3. BUCH MOSE, 19,3, BIBEL

„VOR DEM GRAUEN HAUPT SOLLST DU AUFSTEHEN UND DIE ALTEN EHREN.“

Die Bedürfnisse unserer Pferde ändern sich mit fortschreitendem Alter in vielerlei Hinsicht. Daher kann das, was vor zehn Jahren noch sehr gut für das Pferd war – beispielsweise eine getreidereiche Ernährung und Offenstallhaltung in einer großen Gruppe –, nun zum körperlichen und geistigen Stressfaktor werden.

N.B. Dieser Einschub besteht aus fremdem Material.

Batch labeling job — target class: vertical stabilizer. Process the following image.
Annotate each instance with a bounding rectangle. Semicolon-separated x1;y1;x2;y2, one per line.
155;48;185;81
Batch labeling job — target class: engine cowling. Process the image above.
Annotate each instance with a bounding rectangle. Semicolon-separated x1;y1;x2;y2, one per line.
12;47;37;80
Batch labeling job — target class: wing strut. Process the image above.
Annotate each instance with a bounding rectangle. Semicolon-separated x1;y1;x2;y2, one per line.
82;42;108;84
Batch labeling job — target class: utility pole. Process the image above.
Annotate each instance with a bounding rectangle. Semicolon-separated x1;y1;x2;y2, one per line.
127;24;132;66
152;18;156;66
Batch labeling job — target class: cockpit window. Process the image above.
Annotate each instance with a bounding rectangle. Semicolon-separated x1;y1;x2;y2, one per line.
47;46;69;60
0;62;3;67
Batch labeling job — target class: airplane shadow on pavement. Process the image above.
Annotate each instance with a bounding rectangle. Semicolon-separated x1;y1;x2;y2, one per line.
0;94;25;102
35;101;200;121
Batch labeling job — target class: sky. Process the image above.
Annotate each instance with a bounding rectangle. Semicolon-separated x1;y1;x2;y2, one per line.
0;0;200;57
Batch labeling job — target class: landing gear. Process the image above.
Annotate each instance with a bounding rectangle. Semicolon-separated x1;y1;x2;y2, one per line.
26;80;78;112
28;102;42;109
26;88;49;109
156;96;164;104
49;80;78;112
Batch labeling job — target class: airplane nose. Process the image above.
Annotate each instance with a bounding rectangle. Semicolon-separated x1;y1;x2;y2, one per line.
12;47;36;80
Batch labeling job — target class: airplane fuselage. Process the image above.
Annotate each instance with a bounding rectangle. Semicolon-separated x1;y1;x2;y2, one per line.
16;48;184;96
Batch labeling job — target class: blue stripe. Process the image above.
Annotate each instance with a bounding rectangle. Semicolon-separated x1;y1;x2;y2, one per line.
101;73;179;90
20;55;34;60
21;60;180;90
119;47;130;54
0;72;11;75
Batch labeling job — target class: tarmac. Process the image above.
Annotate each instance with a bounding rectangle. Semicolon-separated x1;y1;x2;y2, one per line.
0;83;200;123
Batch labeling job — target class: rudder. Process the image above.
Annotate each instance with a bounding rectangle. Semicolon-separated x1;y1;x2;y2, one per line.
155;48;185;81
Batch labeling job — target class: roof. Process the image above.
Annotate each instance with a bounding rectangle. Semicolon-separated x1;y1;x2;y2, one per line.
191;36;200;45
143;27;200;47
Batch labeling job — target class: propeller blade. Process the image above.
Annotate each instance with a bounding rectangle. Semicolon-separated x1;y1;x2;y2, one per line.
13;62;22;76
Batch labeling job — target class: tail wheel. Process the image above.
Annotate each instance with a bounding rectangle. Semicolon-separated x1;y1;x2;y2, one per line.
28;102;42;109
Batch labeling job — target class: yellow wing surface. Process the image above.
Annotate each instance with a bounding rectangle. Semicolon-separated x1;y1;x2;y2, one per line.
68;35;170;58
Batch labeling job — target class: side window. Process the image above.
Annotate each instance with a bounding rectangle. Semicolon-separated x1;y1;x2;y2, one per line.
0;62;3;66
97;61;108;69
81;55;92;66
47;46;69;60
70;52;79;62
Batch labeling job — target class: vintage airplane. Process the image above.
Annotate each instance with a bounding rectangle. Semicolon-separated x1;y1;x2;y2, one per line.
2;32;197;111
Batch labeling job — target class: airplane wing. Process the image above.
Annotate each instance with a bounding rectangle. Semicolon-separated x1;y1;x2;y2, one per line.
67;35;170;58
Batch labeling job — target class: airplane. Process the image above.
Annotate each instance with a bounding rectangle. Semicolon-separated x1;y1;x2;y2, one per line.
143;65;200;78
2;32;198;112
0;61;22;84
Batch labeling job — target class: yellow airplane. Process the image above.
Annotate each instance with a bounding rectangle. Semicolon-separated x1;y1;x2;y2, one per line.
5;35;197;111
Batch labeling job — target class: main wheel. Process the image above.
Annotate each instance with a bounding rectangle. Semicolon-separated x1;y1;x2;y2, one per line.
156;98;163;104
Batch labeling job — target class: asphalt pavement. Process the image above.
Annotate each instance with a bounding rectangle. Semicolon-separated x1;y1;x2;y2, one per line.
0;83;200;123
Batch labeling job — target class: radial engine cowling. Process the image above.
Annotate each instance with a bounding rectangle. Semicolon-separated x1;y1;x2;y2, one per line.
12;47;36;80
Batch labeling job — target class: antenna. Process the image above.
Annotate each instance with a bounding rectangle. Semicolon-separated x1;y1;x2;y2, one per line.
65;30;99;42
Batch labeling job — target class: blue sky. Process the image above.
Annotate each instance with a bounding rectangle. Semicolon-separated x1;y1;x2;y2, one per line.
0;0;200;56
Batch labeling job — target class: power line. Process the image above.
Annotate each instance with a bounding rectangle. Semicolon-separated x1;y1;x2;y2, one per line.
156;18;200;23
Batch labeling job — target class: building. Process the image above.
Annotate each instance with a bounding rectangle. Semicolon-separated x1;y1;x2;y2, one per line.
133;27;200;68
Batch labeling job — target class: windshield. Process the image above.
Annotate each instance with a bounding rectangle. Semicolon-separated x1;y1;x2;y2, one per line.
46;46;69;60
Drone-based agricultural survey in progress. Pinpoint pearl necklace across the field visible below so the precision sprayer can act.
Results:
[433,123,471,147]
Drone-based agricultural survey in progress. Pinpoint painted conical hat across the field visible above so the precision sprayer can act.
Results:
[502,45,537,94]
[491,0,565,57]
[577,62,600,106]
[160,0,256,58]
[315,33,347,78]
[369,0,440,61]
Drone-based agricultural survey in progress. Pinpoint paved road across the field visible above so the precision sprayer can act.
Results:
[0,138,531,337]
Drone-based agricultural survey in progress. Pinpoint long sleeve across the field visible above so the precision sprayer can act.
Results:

Wesens- und Verhaltensänderung im Alter

Kennen Sie das auch, wenn ein lieber Mensch mit fortschreitendem Alter irgendwie immer „wunderlicher“ und verdrehter wird? Da ist es auf einmal unverzeihlich, wenn man zum verabredeten Sonntagsnachmittagstee nicht Punkt 15 Uhr erscheint, sondern drei Minuten später. Da darf es beim Einkaufen nicht mehr irgendein Mineralwasser sein, sondern es muss eine spezielle Marke sein. Auch ältere Pferde zeigen mitunter solche Verhaltensmuster.

Mit voranschreitendem Alter scheint auch unseren Pferden ein strukturierter Tagesablauf sehr wichtig zu sein. Rituale geben Sicherheit – und das Gefühl von Sicherheit ist gerade für ein älteres Pferd, das bei Anzeichen von Gefahr nicht mehr so leichtfüßig wegrennen kann wie ein Dreijähriger, enorm wichtig. Das Gefühl, dass auch heute alles so ist wie gestern, vorgestern und das komplette letzte Jahr, beruhigt den Senior meist schon ungemein.

Das bedeutet jedoch nicht, dass man sich jetzt zum Sklaven seines Pferdes machen muss. Beispiel: der 15-Uhr-Tee. Der kann und darf und sollte auch mal eine halbe Stunde vorher oder später serviert werden. Pferde haben zwar eine enorm gute innere Uhr, aber mir ist nicht bekannt, dass sie Minuten zählen können.

Anstatt den Tag in Stunden und Minuten einzuteilen, leben sie in gewissen Rhythmen, die sich auch am Lauf der Sonne orientieren.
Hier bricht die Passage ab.